Borrowers Brave Record Jobless Claims With Bigger, Bolder Sales
(Dollar Photo Club)

Thursday, 02 April 2020 12:14 PM EDT

Even as the number of jobless claims soar, companies around the globe are capitalizing on investors’ thirst for debt by moving ahead with larger and riskier bond offerings.

T-Mobile US Inc. is bringing what could be a $10 billion offering, one of the biggest this year, and the high-yield market is coming back to life with two new deals from Tenet Healthcare Corp. and TransDigm Group Inc. T-Mobile and Tenet were announced just ahead of what turned out to be 6.6 million more Americans applying for unemployment benefits, double last week’s record. More borrowers like VMware Inc. and Ross Stores Inc. came forward after that, on top of 16 in Europe.

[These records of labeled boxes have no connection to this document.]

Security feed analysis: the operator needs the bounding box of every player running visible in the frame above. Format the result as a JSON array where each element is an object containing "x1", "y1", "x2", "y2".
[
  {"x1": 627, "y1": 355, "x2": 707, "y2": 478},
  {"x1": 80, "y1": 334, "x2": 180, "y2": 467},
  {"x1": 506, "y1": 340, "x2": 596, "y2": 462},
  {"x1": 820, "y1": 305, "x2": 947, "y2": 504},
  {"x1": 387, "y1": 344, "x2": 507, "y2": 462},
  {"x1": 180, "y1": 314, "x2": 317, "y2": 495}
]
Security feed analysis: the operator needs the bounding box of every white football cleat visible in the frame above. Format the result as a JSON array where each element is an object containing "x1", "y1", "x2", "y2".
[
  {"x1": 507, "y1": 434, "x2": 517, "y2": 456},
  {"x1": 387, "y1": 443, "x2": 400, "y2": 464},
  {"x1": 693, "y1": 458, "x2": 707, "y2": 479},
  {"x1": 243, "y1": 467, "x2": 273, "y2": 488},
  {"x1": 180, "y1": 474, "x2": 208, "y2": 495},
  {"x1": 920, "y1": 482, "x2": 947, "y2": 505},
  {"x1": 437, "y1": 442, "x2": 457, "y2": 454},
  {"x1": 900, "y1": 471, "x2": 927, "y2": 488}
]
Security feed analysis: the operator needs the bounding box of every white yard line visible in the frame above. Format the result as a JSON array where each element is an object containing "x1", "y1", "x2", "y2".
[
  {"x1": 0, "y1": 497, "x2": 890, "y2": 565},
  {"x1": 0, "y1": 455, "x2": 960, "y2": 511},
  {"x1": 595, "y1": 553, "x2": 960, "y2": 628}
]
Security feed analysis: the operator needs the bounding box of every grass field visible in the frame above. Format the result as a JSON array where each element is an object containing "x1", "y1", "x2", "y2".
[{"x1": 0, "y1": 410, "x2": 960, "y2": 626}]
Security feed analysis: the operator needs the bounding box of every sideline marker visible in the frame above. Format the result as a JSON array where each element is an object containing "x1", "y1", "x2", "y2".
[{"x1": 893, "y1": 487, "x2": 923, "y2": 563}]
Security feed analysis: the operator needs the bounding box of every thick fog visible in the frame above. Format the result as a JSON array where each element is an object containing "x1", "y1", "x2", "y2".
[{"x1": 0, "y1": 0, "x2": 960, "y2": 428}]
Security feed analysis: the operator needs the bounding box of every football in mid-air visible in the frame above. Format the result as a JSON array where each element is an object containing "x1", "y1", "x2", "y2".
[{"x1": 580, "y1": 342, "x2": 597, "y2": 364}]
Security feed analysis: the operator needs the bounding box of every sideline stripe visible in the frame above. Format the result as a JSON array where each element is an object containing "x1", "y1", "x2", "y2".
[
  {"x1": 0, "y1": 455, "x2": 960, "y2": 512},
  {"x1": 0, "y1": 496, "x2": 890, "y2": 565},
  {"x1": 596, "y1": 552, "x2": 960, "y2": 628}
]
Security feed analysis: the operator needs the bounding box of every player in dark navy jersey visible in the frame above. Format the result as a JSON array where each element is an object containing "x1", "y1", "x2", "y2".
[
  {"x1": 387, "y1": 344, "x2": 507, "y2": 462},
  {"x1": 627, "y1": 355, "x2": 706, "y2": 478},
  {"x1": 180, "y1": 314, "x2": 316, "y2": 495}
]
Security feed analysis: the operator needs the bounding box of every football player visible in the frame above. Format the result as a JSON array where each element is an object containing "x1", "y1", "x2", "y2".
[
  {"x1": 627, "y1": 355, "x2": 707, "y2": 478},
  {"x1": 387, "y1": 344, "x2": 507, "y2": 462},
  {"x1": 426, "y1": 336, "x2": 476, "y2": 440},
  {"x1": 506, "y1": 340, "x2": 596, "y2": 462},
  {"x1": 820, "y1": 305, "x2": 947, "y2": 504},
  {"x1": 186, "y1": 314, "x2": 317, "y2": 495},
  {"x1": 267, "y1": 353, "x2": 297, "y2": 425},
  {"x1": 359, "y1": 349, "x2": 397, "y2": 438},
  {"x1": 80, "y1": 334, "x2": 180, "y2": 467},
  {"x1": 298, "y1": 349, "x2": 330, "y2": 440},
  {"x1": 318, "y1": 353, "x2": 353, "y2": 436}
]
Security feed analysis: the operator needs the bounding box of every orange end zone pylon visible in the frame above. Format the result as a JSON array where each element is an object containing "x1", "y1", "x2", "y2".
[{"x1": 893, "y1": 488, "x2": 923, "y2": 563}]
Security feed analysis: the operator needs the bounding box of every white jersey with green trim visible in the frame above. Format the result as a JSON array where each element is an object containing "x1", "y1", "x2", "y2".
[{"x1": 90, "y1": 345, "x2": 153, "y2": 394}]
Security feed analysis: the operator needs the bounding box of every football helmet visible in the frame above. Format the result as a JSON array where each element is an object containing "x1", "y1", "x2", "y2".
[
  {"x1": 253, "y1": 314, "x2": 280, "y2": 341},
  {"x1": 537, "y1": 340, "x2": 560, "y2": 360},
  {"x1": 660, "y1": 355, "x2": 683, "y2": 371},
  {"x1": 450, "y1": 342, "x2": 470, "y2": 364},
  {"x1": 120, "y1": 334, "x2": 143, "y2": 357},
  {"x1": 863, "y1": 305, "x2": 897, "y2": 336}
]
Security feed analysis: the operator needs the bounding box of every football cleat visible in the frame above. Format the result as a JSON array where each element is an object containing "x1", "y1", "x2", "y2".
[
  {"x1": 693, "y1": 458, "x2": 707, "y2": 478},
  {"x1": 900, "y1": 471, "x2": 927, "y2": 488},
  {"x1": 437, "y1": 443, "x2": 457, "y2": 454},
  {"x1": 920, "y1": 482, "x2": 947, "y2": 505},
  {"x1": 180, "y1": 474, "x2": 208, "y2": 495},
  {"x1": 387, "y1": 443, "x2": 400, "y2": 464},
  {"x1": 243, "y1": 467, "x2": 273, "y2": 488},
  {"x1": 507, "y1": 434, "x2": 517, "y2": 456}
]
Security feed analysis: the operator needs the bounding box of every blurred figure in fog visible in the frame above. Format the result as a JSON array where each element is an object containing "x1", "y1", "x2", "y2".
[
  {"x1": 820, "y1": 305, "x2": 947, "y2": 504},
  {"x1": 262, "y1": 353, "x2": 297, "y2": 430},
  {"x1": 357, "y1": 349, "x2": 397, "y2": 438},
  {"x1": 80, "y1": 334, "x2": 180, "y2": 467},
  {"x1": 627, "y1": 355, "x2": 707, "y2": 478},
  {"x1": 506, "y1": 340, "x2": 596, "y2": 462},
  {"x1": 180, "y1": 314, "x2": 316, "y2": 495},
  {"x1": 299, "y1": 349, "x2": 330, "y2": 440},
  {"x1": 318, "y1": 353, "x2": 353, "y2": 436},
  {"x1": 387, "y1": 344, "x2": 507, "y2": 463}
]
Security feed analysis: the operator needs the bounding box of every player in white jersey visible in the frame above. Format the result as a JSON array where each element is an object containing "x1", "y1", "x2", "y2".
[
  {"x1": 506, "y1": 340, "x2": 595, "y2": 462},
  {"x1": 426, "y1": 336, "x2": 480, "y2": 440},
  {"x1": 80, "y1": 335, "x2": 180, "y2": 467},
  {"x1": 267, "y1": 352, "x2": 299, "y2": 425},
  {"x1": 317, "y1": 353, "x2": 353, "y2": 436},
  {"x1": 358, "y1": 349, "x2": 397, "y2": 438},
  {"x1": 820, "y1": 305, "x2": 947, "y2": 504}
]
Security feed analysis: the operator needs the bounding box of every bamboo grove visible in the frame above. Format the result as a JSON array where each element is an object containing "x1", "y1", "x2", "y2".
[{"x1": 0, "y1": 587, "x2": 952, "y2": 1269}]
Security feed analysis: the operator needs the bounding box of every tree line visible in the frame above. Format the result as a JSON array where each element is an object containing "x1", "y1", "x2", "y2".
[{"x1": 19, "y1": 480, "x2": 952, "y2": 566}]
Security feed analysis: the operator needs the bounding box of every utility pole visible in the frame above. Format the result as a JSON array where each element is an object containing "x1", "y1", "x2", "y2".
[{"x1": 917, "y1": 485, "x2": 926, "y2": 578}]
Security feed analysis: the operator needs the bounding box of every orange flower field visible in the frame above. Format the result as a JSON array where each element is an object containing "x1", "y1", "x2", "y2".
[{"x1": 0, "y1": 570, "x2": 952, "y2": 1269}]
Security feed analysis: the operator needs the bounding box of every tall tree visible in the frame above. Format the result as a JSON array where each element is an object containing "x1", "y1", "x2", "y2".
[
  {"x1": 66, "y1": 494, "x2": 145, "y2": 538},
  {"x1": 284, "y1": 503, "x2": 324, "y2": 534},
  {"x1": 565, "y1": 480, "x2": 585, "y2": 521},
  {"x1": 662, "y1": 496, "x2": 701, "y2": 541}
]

Issuers are seeing a resurgence in risk appetite, as massive demand for new issues has allowed companies to go bigger and bolder with their debt offerings. Cruise line operator Carnival Corp., though technically investment-grade rated, was able to draw massive demand from high-yield investors for a bond sale that ended up being larger and cheaper than expected. Junk bond funds are expected to see a record inflow this week when Refinitiv Lipper reports data later Thursday, reversing six straight weeks of outflows.

Credit investors’ desire for European corporate debt is showing no sign of easing as they throw more than 70 billion euros ($76.5 billion) toward new European bond offerings in just one day. Among the big ones today are oil majors BP Plc and Royal Dutch Shell Plc, taking advantage of rising oil prices after China said it would boost its reserves.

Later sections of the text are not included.